Schilde, die Raumfahrzeuge vor Weltraummüll und kleinsten Meteoriten schützen, sind keine Seltenheit im All, vor allem bei bemannten Missionen. Die Internationale Raumstation (ISS) weist gleich mehrere unterschiedliche Schilde auf. Einige der Module der ISS besitzen einen von der Hülle abgehobenen Aluminiummantel, der Objekte in viele kleine Bruchstücke aufspalten soll, sodass diese auf der eigentlichen Modulhülle weniger Schaden anrichten. Am sichersten vor Einschlägen sind die russischen Module der ISS. Diese besitzen eine mehrschichtige, wabenförmige Umhüllung aus Plastik, Aluminium und Glasfaser. Bei Notfällen zieht sich die Besatzung daher in diesen Bereich zurück. Katalogisierten, größeren Objekten muss jedoch auch die riesige Raumstation ausweichen. Bei drei Vorfällen musste die Crew sogar aus Sicherheitsgründen in die permanent angedockte Soyuz-Raumkapsel, die als Rettungsboot dient, flüchten.
Müllabfuhr
Die NASA und das US-Verteidigungsministerium arbeiten unterdessen an Konzepten zur aktiven Beseitigung von Weltraummüll. Vor allem große Trümmer, etwa ausrangierte Satelliten, seien dafür verantwortlich, dass immer mehr Müll im gefährlichen Größenbereich über 10 Zentimeter die Erde umkreist. Durch Kollisionen wird mehr Müll erzeugt als durch Wiedereintritte in die Erdatmosphäre abgebaut werden kann. Laut NASA-Studien könnte bereits die Entsorgung von fünf kritischen Objekten pro Jahr dafür sorgen, dass sich die Weltraummüll-Landschaft langfristig stabilisiert. Die orbitale Müllabfuhr könnte etwa durch einen Satelliten mit Greifarm erfolgen. Die schweizerische Ecole Polytechnique Federale de Lausanne bereitet mit CleanSpace One ein derartiges Projekt vor.
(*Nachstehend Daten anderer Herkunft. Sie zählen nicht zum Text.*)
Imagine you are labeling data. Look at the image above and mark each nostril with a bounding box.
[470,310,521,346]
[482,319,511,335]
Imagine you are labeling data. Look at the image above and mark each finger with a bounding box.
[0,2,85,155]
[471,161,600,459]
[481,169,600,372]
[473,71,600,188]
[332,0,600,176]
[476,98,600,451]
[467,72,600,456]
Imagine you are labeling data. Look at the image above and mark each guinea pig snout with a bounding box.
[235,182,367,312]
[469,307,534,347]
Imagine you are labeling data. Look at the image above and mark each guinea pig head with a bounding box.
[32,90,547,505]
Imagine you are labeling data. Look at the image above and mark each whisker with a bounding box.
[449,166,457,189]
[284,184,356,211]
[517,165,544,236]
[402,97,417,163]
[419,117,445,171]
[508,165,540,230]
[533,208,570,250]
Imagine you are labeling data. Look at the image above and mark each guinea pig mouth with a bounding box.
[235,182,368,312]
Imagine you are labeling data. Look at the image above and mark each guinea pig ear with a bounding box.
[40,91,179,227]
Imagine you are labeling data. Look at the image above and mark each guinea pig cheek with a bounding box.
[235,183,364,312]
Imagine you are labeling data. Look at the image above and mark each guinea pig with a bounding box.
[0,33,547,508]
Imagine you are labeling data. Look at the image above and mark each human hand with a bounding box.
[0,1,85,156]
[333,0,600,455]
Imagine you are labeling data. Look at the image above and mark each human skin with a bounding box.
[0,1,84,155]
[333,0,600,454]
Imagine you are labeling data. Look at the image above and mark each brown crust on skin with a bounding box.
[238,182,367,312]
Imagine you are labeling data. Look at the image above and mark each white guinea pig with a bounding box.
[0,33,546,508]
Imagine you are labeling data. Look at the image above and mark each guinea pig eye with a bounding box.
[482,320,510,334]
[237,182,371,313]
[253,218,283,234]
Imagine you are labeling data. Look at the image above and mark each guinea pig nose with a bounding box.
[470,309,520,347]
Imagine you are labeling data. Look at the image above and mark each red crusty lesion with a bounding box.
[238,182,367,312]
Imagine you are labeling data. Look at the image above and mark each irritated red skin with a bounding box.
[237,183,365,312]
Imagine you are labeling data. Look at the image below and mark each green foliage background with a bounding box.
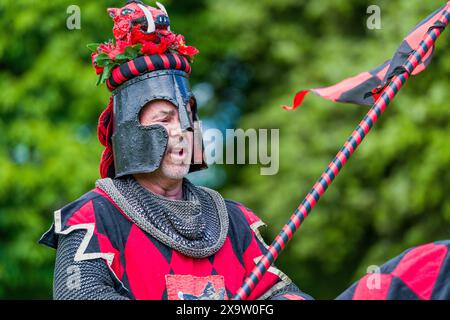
[0,0,449,299]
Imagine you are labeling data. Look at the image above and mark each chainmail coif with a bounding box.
[96,176,229,258]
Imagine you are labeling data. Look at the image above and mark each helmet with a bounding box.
[92,1,207,178]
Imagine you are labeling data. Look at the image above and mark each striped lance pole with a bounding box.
[233,5,450,300]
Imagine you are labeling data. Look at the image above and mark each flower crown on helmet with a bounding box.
[88,0,199,87]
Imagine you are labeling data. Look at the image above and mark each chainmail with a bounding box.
[52,190,309,300]
[96,176,229,258]
[53,231,307,300]
[54,230,130,300]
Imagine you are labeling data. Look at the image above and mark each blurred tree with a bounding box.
[0,0,448,299]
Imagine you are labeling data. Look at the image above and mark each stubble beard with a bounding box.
[159,138,193,180]
[159,161,191,180]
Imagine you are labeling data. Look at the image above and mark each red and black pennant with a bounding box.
[284,3,450,110]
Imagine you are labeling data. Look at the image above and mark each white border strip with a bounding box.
[53,209,129,293]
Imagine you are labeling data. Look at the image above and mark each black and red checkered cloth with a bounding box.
[337,241,450,300]
[284,3,450,110]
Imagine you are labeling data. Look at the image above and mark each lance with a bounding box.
[233,5,450,300]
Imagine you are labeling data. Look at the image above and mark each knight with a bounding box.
[39,0,312,300]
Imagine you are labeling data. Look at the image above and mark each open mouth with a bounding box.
[171,147,186,158]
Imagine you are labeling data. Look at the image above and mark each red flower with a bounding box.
[141,38,169,55]
[98,41,127,60]
[98,42,114,55]
[174,34,199,57]
[91,52,104,75]
[178,45,199,57]
[110,41,127,60]
[161,31,176,47]
[175,34,185,46]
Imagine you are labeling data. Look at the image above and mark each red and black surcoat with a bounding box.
[40,186,450,300]
[39,186,310,300]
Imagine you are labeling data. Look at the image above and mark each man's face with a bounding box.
[139,99,194,180]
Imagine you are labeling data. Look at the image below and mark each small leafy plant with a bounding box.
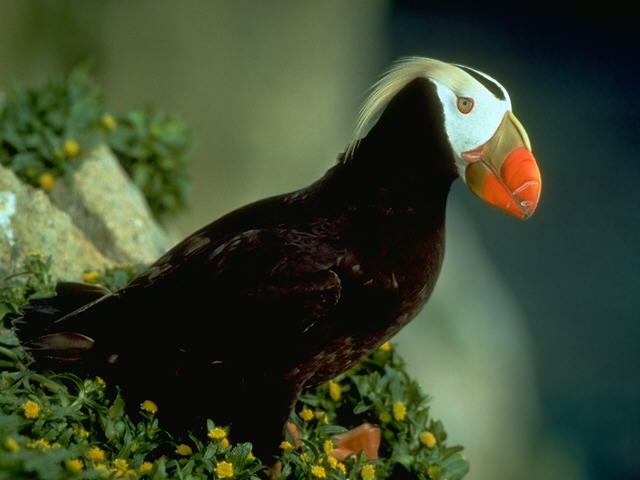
[107,107,191,223]
[0,256,469,480]
[0,68,192,222]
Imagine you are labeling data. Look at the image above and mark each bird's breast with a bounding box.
[300,223,445,386]
[345,219,445,312]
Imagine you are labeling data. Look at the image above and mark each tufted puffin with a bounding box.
[16,57,541,461]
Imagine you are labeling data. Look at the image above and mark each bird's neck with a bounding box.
[327,76,458,224]
[320,162,452,231]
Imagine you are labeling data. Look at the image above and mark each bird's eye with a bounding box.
[456,97,474,114]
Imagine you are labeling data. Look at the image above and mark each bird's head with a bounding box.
[346,57,541,219]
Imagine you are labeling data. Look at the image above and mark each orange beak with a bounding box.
[464,111,541,219]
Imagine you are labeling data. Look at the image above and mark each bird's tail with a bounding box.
[14,282,110,364]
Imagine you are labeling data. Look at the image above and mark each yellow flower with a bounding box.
[111,459,131,477]
[94,463,107,471]
[311,465,327,478]
[101,114,117,130]
[95,376,106,387]
[315,409,325,419]
[82,271,100,283]
[323,439,333,455]
[86,446,106,461]
[327,456,338,468]
[300,408,314,421]
[379,342,391,351]
[279,440,293,450]
[63,139,80,157]
[65,458,84,473]
[420,431,437,448]
[39,173,54,191]
[140,400,158,414]
[427,465,440,478]
[215,460,234,478]
[4,437,19,451]
[26,438,51,450]
[361,464,376,480]
[221,437,230,447]
[328,381,341,401]
[22,399,41,419]
[337,462,347,474]
[392,401,407,421]
[208,427,227,440]
[175,444,192,456]
[108,466,124,477]
[139,461,153,474]
[78,429,90,438]
[299,452,311,462]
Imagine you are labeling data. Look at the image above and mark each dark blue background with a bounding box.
[390,4,639,479]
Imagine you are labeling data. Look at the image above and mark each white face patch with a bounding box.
[431,67,512,179]
[345,58,515,180]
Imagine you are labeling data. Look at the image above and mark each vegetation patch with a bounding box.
[0,68,191,222]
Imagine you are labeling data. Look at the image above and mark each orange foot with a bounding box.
[286,422,301,447]
[285,422,381,460]
[330,423,381,460]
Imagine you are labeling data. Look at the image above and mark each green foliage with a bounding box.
[0,68,103,184]
[0,254,56,330]
[287,347,469,480]
[107,107,191,224]
[90,264,149,293]
[0,257,469,480]
[0,68,192,221]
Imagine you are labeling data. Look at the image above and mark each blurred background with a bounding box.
[0,2,637,479]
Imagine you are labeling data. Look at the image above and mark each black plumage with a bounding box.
[17,76,465,459]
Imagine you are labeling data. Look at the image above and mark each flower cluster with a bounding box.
[288,337,469,479]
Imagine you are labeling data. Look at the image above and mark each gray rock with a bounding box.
[50,145,171,264]
[0,164,112,281]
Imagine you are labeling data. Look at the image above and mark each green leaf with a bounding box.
[353,401,370,414]
[440,454,470,480]
[109,393,125,418]
[316,425,348,436]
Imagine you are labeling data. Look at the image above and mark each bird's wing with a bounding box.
[179,228,344,340]
[26,228,343,363]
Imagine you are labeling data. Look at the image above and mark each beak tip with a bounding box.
[520,210,534,221]
[518,199,539,220]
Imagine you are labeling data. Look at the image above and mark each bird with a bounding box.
[16,57,541,461]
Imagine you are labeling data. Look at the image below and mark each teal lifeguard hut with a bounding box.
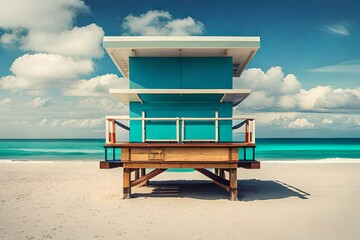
[101,36,260,200]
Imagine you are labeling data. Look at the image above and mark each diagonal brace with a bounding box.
[131,168,167,188]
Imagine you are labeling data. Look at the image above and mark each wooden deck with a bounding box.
[101,142,259,201]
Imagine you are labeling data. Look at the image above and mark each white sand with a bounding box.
[1,161,360,240]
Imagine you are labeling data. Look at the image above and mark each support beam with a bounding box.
[123,168,131,199]
[140,168,148,186]
[131,168,167,188]
[195,168,230,192]
[229,168,238,201]
[219,169,225,179]
[135,169,140,180]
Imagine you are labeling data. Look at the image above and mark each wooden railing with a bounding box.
[105,113,255,144]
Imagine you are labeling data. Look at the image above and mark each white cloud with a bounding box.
[0,30,24,45]
[0,53,94,90]
[254,112,298,127]
[235,66,301,95]
[286,118,314,129]
[235,67,360,112]
[77,97,128,113]
[38,118,103,128]
[38,119,59,127]
[321,118,333,124]
[61,118,103,128]
[324,24,349,36]
[63,74,128,96]
[0,98,12,106]
[0,0,87,32]
[0,0,103,58]
[22,24,104,59]
[122,10,204,36]
[308,60,360,73]
[279,95,297,109]
[296,86,331,110]
[31,97,51,107]
[297,86,360,110]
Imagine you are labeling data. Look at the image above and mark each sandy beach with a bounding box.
[1,161,359,240]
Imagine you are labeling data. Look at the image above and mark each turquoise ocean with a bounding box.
[0,138,359,161]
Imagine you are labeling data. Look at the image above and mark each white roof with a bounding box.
[103,36,260,78]
[109,89,251,107]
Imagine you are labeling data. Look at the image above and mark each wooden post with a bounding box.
[141,168,146,177]
[111,120,116,143]
[140,168,148,186]
[229,168,238,201]
[135,169,140,180]
[245,119,250,143]
[123,168,131,199]
[219,169,225,179]
[215,168,219,175]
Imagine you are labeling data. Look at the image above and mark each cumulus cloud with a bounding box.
[63,74,128,96]
[122,10,204,36]
[22,24,104,59]
[0,0,103,59]
[0,0,87,32]
[286,118,314,129]
[236,66,301,96]
[0,53,94,90]
[31,97,51,107]
[297,86,360,110]
[235,66,360,111]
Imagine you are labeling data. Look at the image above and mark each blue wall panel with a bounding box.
[129,57,232,89]
[180,57,232,89]
[129,57,180,89]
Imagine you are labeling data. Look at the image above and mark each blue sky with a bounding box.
[0,0,359,138]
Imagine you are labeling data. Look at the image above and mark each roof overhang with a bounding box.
[103,36,260,79]
[109,89,251,107]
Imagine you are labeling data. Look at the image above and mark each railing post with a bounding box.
[176,118,179,143]
[215,111,219,142]
[252,119,256,143]
[181,119,185,143]
[142,111,145,143]
[111,119,116,143]
[105,118,110,144]
[245,119,250,143]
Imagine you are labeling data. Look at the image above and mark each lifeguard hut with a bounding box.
[101,36,260,201]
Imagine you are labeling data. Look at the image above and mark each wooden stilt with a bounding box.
[140,168,148,186]
[219,169,225,179]
[135,169,140,180]
[229,168,237,201]
[215,168,219,175]
[123,168,131,199]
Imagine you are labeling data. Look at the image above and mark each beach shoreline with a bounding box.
[1,161,359,239]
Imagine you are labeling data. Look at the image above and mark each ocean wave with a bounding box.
[3,148,103,154]
[262,158,360,163]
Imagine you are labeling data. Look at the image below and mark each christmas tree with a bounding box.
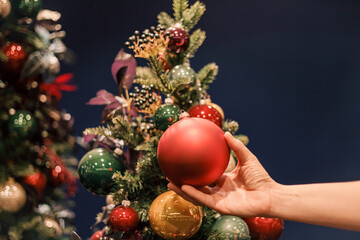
[0,0,78,239]
[78,0,283,239]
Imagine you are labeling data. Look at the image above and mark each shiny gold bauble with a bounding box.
[106,194,115,205]
[0,178,26,213]
[149,191,203,240]
[44,218,63,237]
[0,0,11,18]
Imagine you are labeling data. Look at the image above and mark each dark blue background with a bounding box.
[43,0,360,239]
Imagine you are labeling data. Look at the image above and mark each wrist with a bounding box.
[268,183,298,218]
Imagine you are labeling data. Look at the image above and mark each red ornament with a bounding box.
[165,25,189,54]
[244,217,284,240]
[158,52,172,71]
[89,230,103,240]
[188,104,223,128]
[1,43,28,74]
[108,205,139,233]
[22,170,47,195]
[157,117,230,186]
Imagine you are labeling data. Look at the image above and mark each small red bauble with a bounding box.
[157,117,230,186]
[244,217,284,240]
[1,43,28,73]
[89,230,103,240]
[188,104,223,128]
[165,25,189,54]
[48,165,67,186]
[22,170,47,195]
[158,52,172,71]
[108,205,139,233]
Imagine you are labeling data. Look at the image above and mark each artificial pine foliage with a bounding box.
[80,0,249,239]
[0,1,77,239]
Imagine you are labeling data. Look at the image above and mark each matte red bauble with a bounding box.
[188,104,223,128]
[157,117,230,186]
[89,230,103,240]
[22,170,47,195]
[1,43,28,74]
[244,217,284,240]
[108,205,139,233]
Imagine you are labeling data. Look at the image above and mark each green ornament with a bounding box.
[8,110,37,137]
[212,216,250,240]
[11,0,42,18]
[154,103,181,131]
[78,148,126,195]
[169,65,196,89]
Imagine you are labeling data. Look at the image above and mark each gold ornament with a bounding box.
[209,102,224,119]
[149,191,202,240]
[225,154,237,173]
[44,218,63,237]
[204,99,225,119]
[106,194,115,205]
[0,178,26,213]
[0,0,11,18]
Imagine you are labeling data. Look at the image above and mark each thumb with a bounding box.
[224,132,256,165]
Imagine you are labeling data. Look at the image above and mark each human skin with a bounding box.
[168,132,360,231]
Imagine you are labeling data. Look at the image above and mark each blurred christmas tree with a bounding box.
[78,0,283,240]
[0,0,78,239]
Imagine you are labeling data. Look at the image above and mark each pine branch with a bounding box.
[111,116,143,148]
[173,0,189,21]
[134,67,158,88]
[148,55,171,94]
[157,12,175,28]
[113,170,143,196]
[222,120,239,134]
[197,62,219,90]
[183,1,206,30]
[185,29,206,58]
[234,134,250,145]
[83,126,113,138]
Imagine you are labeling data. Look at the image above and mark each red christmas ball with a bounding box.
[1,43,28,74]
[158,52,172,71]
[22,170,47,195]
[165,25,189,54]
[48,165,67,186]
[157,117,230,186]
[89,230,103,240]
[108,205,139,233]
[244,217,284,240]
[188,104,223,128]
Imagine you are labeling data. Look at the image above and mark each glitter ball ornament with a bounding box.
[244,217,284,240]
[188,104,223,128]
[165,24,189,54]
[8,110,37,137]
[108,203,139,233]
[0,0,11,19]
[89,230,103,240]
[1,43,28,75]
[22,170,47,195]
[12,0,42,18]
[78,148,126,195]
[44,218,62,237]
[149,191,202,240]
[0,178,27,213]
[157,117,229,186]
[169,65,195,88]
[154,100,181,131]
[212,216,250,240]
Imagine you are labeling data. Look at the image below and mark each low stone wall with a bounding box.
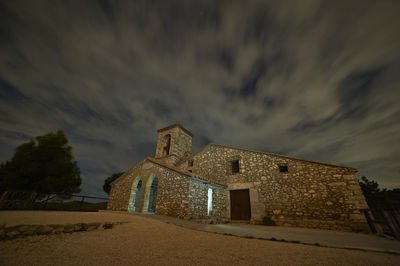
[0,222,122,241]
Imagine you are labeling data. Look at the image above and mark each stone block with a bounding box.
[6,230,20,239]
[349,214,365,221]
[273,209,281,215]
[62,224,75,233]
[85,223,101,231]
[37,225,53,235]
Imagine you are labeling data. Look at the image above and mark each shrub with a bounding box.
[102,223,113,229]
[262,216,276,226]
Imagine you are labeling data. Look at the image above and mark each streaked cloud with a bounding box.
[0,0,399,196]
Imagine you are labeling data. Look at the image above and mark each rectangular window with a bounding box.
[208,188,213,216]
[231,160,239,173]
[188,159,194,167]
[279,165,288,172]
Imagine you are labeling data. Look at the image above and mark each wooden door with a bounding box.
[230,189,251,220]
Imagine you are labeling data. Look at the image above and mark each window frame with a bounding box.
[230,159,240,174]
[279,165,288,173]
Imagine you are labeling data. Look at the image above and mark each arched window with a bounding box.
[143,173,159,213]
[128,176,142,212]
[134,180,142,212]
[162,134,171,156]
[148,177,158,212]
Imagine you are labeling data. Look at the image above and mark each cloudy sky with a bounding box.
[1,0,399,197]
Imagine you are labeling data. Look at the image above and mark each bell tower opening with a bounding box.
[162,134,171,156]
[155,124,193,166]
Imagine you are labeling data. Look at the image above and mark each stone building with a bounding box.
[108,124,371,232]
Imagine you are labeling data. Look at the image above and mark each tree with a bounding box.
[359,176,381,203]
[103,172,124,194]
[359,176,400,208]
[0,130,81,198]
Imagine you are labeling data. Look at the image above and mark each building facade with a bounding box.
[108,124,370,232]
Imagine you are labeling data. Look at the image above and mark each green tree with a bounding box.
[0,130,81,198]
[103,172,124,194]
[359,176,380,203]
[359,176,400,208]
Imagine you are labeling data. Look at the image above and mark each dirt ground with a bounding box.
[0,212,399,265]
[0,210,135,226]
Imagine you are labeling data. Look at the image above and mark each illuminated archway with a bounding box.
[142,173,159,213]
[128,176,142,212]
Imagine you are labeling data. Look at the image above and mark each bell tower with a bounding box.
[155,124,193,166]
Viel schwieriger stellt sich jedoch das Problem dar, wie man kleinere Weltraummüll-Stücke beseitigt. Die schiere Anzahl von fünf Millimeter bis einem Zentimeter großen Objekten erfordert den Einsatz von Mitteln, die noch nicht einmal ansatzweise existieren. Wie die NASA beschreibt, wären etwa Kollektoren vonnöten, die jährlich mehrere tausend Quadratkilometer abdecken, um eine halbwegs bedeutende Müllmenge zu entfernen. Ein Vorschlag sieht den Betrieb von Laser-Systemen vor, mit dem kleine Müllstücke verbrannt werden sollen. Dieses Konzept erfordert jedoch einen enormen Energieaufwand einerseits, andererseits müsste erst ein Verfahren entwickelt werden, um solch kleine Teile überhaupt anzuvisieren.
Warten auf den Müllregen
Die realistischste Variante zur Entfernung des Kleinmülls ist einfaches Abwarten. Kleine Partikel stürzen relativ schnell ab. Dies zeigt sich unter anderem an der Beobachtung der Bruchstücke, die bei der Kollision zweier Satelliten (Iridium 33 und Kosmos 2251) im Jahr 2009 entstanden. Von anfänglich 163.000 Stücken im Größenbereich von fünf Millimeter bis einem Zentimeter sind 2013 noch 87.000 Stück übrig. Die vorhandenen Bruchstücke sinken immer mehr ab und verglühen am Ende nach und nach in den dichteren Luftschichten der Erde.
Wer beim Thema Weltraummüll am Ball bleiben will, findet im Übrigen mit den Orbital Debris Quarterly News der NASA eine vierteljährlich erscheinende Online-Publikation.